Your first decision is to choose either a boilerplate ("standard") or customized ("detailed") installation process. Don’t underestimate the value of the boilerplate configuration; it has been well thought out, and represents a good catch-all setup (see Figure 3.2).
Figure 3.2 Choose between a customized or general-purpose configuration.
If you choose the customized path, the first decision you must make is to select the type of database server that you are configuring as shown in Figure 3.3.
Figure 3.3 Choose one of three possible server configurations.
There are marked differences in memory caching and other key server settings depending on the server’s role. These distinctions are continually cited throughout the book.

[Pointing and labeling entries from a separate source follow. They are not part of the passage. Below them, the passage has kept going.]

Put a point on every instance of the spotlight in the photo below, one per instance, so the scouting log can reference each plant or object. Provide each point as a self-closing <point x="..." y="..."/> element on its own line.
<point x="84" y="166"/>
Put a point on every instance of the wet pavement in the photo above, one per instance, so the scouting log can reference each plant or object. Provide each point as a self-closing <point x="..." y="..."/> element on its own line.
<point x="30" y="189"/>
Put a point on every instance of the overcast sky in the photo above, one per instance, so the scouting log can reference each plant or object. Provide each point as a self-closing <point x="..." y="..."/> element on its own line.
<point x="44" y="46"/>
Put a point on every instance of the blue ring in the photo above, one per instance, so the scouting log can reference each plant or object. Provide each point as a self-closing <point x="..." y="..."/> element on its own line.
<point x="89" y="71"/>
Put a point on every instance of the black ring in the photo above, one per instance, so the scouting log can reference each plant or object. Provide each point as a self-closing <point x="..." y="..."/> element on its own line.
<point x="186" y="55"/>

After you’ve chosen a server type, you must then categorize your typical processing profile (see Figure 3.4).
Figure 3.4 Pick the dominant processing profile for this server.
This is an important decision because the workloads experienced by transactional and decision support database servers are quite different, meaning that their respective configurations need to reflect this diversity.
This book keeps this diversity in mind throughout, and makes recommendations accordingly.
The wizard next provides a choice on how to configure the initial InnoDB tablespace (see Figure 3.5).
Figure 3.5 Initial InnoDB configuration.
Enhancing InnoDB performance is explored in Chapter 12, "InnoDB Parameters and Tuning"; disk-specific considerations are covered as part of Chapter 13, "Improving Disk Speed," general-purpose data storage review.
Configuring the correct number of concurrent sessions, network protocols, and character sets are your next assessments, as shown in Figures 3.6, 3.7, and 3.8.
The impact of connectivity and network settings on performance are examined as part of several chapters, including those on general engine tuning, optimal application development, and network configuration. However, character set issues are not part of the subject matter in this book.
The wizard then gives us a choice on how the database server will be started, as well as security alternatives (see Figures 3.9 and 3.10).
Figure 3.6 Specifying the number of server connections.
Figure 3.7 Enabling TCP/IP support along with its port number.
Because a Windows server is running for this example, MySQL provides Windows-specific options. The interplay between MySQL and its host operating system is explored in Chapter 14, "Operating System, Web Server and Connectivity Tuning"; aside from the performance degradation inherent in overly complex permission schemes, security is largely a peripheral topic for this book.
Figure 3.8 Choosing a character set.
Figure 3.9 Setting operating-specific database service launch variables.
After answering the final questions, the wizard automatically generates the configuration file, and starts the server (see Figures 3.11 and 3.12).
Figure 3.10 Implementing security preferences.
Figure 3.11 Preparing to write the site-specific configuration.
Figure 3.12 Configuration written, MySQL service started.